Vigencia de categorías coloniales

I.

La dominación europea iniciada a finales del siglo XV dio lugar, en términos muy generales, a un tipo de relación entre quienes colonizaban y quienes eran colonizados, relación que con el tiempo se expresó en el lenguaje mediante el término indígena para referirse a los habitantes de los espacios colonizados. Es decir que indígena refiere genéricamente, partiendo de la posición de los colonizadores, a los “naturales” de los territorios colonizados. Entonces, en la relación entre colonizadores y colonizados, los primeros definen como indígenas a los segundos en tanto ellos son extranjeros (alienígenas) con respecto a la población y al espacio conquistado. Por tanto, indígena fue una categoría colonial para nombrar, de manera indiferenciada, a un sinnúmero de poblaciones sometidas a la colonización a lo largo y ancho del mundo.

En el caso específico de América, el término indio fue el que se usó para nombrar a los “naturales” del continente.
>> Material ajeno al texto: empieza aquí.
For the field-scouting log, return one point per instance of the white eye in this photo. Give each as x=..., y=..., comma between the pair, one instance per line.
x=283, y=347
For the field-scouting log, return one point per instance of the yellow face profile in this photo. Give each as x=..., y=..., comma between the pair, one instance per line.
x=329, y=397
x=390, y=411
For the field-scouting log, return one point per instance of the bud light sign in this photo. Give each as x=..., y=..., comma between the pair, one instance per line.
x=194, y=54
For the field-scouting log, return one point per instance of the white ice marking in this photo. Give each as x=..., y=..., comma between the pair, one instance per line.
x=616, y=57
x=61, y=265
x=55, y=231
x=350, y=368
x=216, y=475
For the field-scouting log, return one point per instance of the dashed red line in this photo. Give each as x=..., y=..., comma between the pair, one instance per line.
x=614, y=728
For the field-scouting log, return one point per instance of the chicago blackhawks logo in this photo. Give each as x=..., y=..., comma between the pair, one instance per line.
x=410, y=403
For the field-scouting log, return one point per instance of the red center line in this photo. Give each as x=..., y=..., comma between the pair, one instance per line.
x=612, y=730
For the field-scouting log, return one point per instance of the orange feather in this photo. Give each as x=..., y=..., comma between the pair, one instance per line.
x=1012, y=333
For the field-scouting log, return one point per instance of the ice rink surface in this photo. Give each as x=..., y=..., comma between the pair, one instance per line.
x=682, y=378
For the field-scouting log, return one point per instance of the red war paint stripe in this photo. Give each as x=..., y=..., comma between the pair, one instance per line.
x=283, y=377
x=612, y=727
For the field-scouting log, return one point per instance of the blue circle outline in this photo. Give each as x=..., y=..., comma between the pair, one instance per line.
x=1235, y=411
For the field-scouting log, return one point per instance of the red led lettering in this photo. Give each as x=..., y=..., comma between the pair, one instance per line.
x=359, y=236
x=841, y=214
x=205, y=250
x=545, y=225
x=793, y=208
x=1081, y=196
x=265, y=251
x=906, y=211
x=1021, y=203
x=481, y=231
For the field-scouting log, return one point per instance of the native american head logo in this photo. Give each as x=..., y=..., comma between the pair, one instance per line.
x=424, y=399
Con la independencia de los Estados latinoamericanos, se fue adoptando el uso del término indígena para referirse a los indiferenciables “indios”. Esta adopción es muy expresiva pues evidencia como en los nuevos Estados se reproducían las diferenciaciones coloniales no solo del pasado inmediato, sino de las que se establecían en el mundo por medio de la dominación de potencias europeas. Lo que quiere decir que las castas que dominaban los nuevos Estados latinoamericanos veían su situación de poder en relación a la colonización europea en el mundo.

Desde los años 70 del pasado siglo, el término indígena fue usándose en diferentes eventos a nivel internacional para designar a minorías étnicas y promover acciones para “protegerlas”, lo que con el tiempo fue siendo parte de políticas promovidas por varios organismos internacionales, como la ONU. En los años 90 estas políticas, y por lo mismo el término indígena, fueron asumidas por varios estados latinoamericanos, reconociendo así la existencia de pueblos indígenas en sus constituciones, y ello conllevaba la obtención de financiamientos.
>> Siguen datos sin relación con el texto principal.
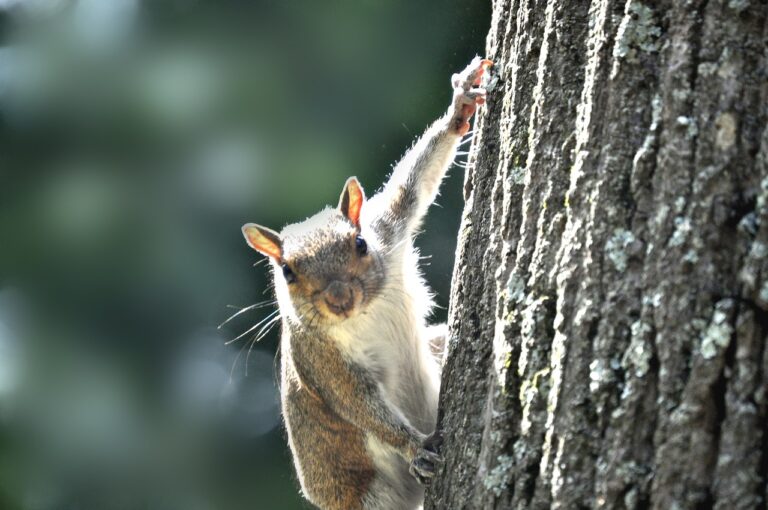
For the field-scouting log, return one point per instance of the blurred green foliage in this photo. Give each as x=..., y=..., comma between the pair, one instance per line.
x=135, y=139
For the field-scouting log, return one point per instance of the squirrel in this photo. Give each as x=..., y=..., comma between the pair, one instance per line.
x=359, y=380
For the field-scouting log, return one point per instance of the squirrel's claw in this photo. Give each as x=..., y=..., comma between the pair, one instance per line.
x=427, y=459
x=424, y=465
x=467, y=94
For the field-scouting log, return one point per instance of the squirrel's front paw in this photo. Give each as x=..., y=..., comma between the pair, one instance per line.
x=467, y=94
x=427, y=459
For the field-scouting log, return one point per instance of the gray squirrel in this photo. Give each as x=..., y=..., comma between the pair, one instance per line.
x=359, y=379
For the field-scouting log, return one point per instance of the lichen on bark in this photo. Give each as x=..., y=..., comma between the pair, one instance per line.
x=610, y=296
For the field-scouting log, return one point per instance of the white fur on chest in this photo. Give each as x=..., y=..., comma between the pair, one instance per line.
x=388, y=340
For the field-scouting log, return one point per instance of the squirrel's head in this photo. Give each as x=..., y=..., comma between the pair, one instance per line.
x=327, y=268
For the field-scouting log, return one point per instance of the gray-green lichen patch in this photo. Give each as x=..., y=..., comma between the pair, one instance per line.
x=638, y=32
x=600, y=374
x=496, y=480
x=718, y=334
x=638, y=355
x=738, y=5
x=762, y=198
x=764, y=292
x=683, y=227
x=616, y=248
x=517, y=175
x=725, y=123
x=515, y=288
x=692, y=129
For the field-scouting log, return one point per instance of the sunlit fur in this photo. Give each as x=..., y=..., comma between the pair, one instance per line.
x=386, y=333
x=359, y=383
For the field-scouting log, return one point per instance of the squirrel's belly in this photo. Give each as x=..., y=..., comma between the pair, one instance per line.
x=330, y=455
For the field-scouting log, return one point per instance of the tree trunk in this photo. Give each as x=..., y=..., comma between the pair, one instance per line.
x=609, y=308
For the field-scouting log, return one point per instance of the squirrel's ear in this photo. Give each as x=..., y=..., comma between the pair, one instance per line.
x=263, y=240
x=351, y=200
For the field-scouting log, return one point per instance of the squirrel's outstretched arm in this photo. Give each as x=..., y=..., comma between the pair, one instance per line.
x=416, y=179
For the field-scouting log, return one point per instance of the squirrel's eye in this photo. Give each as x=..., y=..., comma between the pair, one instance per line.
x=361, y=246
x=288, y=273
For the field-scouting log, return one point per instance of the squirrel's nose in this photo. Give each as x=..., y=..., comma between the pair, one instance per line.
x=339, y=297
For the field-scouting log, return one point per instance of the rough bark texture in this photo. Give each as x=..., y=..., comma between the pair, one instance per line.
x=609, y=308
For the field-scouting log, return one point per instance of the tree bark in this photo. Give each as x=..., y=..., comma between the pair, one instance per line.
x=609, y=306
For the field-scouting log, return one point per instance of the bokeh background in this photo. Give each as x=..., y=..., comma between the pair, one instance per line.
x=136, y=137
En general, la nominación o identificación sobre ciertas poblaciones por medio de la palabra indígena es algo que lleva la huella de la colonización y se les impone a esas poblaciones a partir de una relación de fuerza. Con los procesos de descolonización, luego de la Segunda Guerra Mundial, la ONU se vio en el problema de reconocer nuevos Estados surgidos en el llamado tercer mundo. En el caso de América la cosa era más complicada porque los Estados se habían independizado en el siglo XIX pero existían poblaciones que sufrían de racismo por aspectos socioculturales y somáticos. Para estas poblaciones se pensó promover “autonomías indígenas” y de esa forma el término fue siendo posicionado para nombrar a minorías étnicas que vivían lejos de las urbes.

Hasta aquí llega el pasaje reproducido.